Armed with the Upper GI and her symptoms we went to see her GI specialist again in mid July.  After reading the report and a typed list of all her symptoms he apologized.  He told us that he had failed to see how severe her reflux was and that drastic times call for drastic measure.  He arranged for Madison to be admitted to the hospital so we could place an NG-Tube (nasal gastric tube) in her nose and she would no longer eat by mouth.

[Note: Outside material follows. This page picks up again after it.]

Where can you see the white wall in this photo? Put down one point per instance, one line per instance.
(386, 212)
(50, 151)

There are assorted add ons I could do, but I won't today.   Madison takes 100% of her formula intake by  Feeding Tube.  She tries her darnedest to eat baby food, but doesn't do it well.  We had a g-peg button placed on December 28th, 2010. 
Tired Madison with her NG tube

Madison did in fact receive her g-peg on December 28, 2010, she was a trooper, but she had a lot of pain post operative.  This seems to be Madison's normal.  She takes about twice as long to recover as others seem to.  We think this has a lot to do with whatever makes her special, but as of today that is still unknown.  She has rallied through the last few months with several stays in the hospital for feeding issues and we have added a new fleet of doctors, in an attempt to help her feel better.

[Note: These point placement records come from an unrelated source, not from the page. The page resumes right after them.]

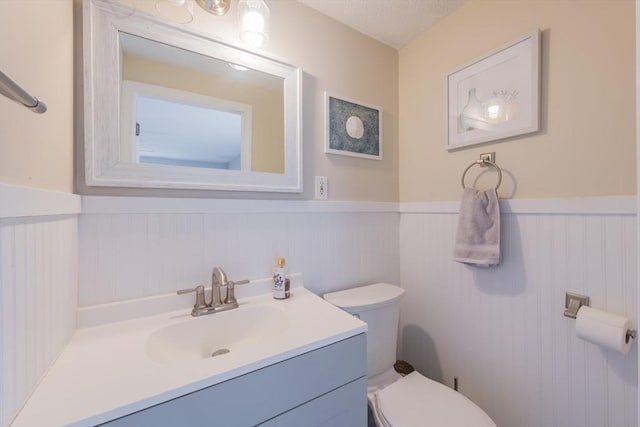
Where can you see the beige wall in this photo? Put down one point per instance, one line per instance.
(334, 58)
(587, 143)
(36, 51)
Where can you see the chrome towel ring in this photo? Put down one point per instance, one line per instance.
(482, 163)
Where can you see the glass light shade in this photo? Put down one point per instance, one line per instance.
(180, 11)
(216, 7)
(253, 20)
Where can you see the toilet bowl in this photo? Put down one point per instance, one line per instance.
(397, 401)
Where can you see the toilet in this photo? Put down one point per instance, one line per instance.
(394, 400)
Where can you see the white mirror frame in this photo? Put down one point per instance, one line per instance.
(102, 22)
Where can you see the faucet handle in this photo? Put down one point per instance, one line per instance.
(199, 290)
(231, 293)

Madison with her new feeding tube.  Now she "looks" normal.
In the last few months we have added a Pulmonologist (lungs), Genetics, and an Otolaryngologist (ears, nose, and throat doctor) to Madison's list of doctors.  We are trying to help Madison breathe better and feel better.  That is our goal.  She had ear tubes placed on May 10th at Children's Mercy Hospital by our fabulous ENT.  We also found out that day that Madison has a small cleft in her Epiglottis that may be responsible for some of her issues with swallowing.  If Madison needs to have her tonsils removed, we will be giving her steroid shots to "beef up" the opening of her Esophagus and lungs.  Keep an eye on the blog for news of future plans.
Our sweet girl eating dinner with us (notice the white tube just behind her left arm)

Madison's first birthday, she is enjoying a nice meal of purple duck.
Madison continues to be one of the joys of our lives.  Her constant smile and babbles of delight remind us that even in her discomfort and issues, she is here with us for a reason and a purpose.  Her little squeals of delight melt my heart daily.  We continue to pray daily for God to heal her fully.
Madison's 1st birthday, her pink and purple outfit with matching duckie.

Our Beautiful girl...she is one of my heroes!